Это был голос его cuscinetto[114] Рокко Сгроя.
— Он может опять потерять сознание, — услышал он голос этого cretino[115] — Гаэтано Фискетти.
Еще один стон.
Дон Джироламо начал рассуждать сам с собой. Это ему померещилось. Его сын не настолько глуп, чтобы притащить сюда кого-то против его воли. Сюда не приходил никто, кроме членов семьи. Даже Фискетти здесь раньше не бывал. Нет, он был здесь один раз. Сразу после того, как его сын женился на Розали. И больше никогда. Он стал членом их семьи, но Дону Джироламо он не нравился.
Как же Винченцо посмел притащить сюда чужака?
— Охранник видел нас? — спросил Винченцо.
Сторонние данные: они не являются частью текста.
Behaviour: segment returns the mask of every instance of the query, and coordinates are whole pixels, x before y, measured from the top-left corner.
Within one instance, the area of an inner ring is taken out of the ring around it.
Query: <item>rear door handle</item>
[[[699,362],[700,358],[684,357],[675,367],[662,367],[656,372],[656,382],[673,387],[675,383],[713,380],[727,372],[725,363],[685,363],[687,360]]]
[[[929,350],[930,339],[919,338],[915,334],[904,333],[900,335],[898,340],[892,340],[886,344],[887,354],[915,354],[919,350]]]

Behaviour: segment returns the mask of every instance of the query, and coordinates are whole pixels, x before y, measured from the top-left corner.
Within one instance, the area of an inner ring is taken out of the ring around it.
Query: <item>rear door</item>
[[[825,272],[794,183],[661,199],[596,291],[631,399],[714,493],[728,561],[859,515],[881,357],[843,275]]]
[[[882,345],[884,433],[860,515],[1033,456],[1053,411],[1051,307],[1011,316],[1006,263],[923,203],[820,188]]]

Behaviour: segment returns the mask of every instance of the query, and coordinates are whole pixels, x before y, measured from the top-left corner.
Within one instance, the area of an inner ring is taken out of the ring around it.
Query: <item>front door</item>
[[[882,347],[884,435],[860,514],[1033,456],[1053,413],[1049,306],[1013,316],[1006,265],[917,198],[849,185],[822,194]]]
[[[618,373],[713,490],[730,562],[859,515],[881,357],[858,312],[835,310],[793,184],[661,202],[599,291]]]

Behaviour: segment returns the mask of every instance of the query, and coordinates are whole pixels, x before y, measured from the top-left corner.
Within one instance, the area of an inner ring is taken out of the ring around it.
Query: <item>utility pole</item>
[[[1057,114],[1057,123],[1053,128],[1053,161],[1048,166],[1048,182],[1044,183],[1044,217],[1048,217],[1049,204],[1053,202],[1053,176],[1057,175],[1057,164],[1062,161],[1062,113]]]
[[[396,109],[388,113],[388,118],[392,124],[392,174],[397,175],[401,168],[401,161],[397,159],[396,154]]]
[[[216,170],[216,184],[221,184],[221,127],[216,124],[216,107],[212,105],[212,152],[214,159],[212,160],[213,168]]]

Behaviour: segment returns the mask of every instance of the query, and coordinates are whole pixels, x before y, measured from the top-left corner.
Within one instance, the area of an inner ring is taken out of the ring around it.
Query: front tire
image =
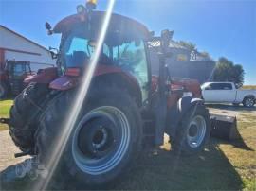
[[[0,82],[0,100],[7,97],[8,86],[4,81]]]
[[[210,133],[210,114],[204,105],[192,107],[184,116],[171,140],[176,154],[193,155],[201,151]]]
[[[36,134],[43,164],[49,160],[53,151],[49,148],[58,144],[56,137],[65,128],[63,122],[68,117],[74,96],[74,92],[64,93],[49,103],[41,117]],[[57,179],[64,173],[65,178],[83,186],[100,186],[113,181],[139,153],[141,130],[138,109],[125,91],[91,91],[59,162],[62,173],[56,175]]]

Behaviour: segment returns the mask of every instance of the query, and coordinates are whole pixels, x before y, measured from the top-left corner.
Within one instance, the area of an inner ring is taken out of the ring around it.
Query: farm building
[[[152,73],[157,75],[159,72],[157,52],[160,48],[160,42],[150,42],[149,48]],[[212,79],[215,67],[213,60],[202,57],[200,53],[192,52],[174,41],[171,41],[169,48],[172,56],[167,59],[167,63],[172,78],[194,78],[200,83]]]
[[[29,61],[33,71],[55,64],[46,48],[0,25],[0,69],[6,61]]]

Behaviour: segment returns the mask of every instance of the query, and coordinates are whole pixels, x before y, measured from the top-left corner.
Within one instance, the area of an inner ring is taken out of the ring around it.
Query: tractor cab
[[[96,50],[105,12],[81,12],[60,21],[51,33],[61,33],[57,54],[61,74],[76,68],[83,73]],[[139,85],[142,102],[148,98],[151,73],[148,69],[147,40],[150,32],[142,24],[112,14],[99,57],[98,70],[115,73],[119,70],[131,76]]]
[[[5,71],[9,80],[23,81],[32,74],[29,61],[7,61]]]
— Только меня, — ответил Рокко. — Он пропустил тебя, и этого, у которого вместо мозгов труха, и Тони, только потому, что я приказал ему пропустить.
Винченцо хмуро хмыкнул.
— Старик снимет с него голову. Дон Джи думает, что у него надежный охранник.
— Так и есть, — согласился с ним Рокко, — просто он мой племянник.
Притворяясь спящим, Дон Джироламо пытался вспомнить, который из его ночных сторожей был родственником Рокко. С ним придется расстаться.
— Ну, — сказал Гаэтано Фискетти, — мы будем его будить?
— Тебе что, не терпится получить по мозгам? — спросил его Винченцо. — Дерьмо собачье. Ты со своим сынком-ублюдком сделал жизнь моей Розали адом.
— Дон Винченцо, — вмешался Рокки, — сначала Клэмен руку приложил, а потом Фискетти.
— Вот и займемся сначала Клэменом, — согласился его хозяин.
— Зря мы Клэмена притащили к старику. Но все едино теперь уже.
И снова Дон Джироламо услышал приглушенный стон. Ясно, это Клэмен, молчаливый член этого сборища. Рот и глаза ему залепили пластырем, руки связали, скрутив за спиной, и кто-то сильный и жестокий — скорее Рокко, а не Гаэтано Фискетти — время от времени выкручивал ему попеременно то правую, то левую руку, чтобы лишний раз напомнить Клэмену о том, что карта его бита. У того руки онемели от боли.
— Сейчас правую маленько подкручу, — объявил Рокко.
Стоны стали сильнее, Дон Джироламо слышал их даже из-под пластыря. Рокко — надежный мучитель, у него хорошие инстинкты.
— Санто, — сказал Винченцо, — может разбудить il padrone?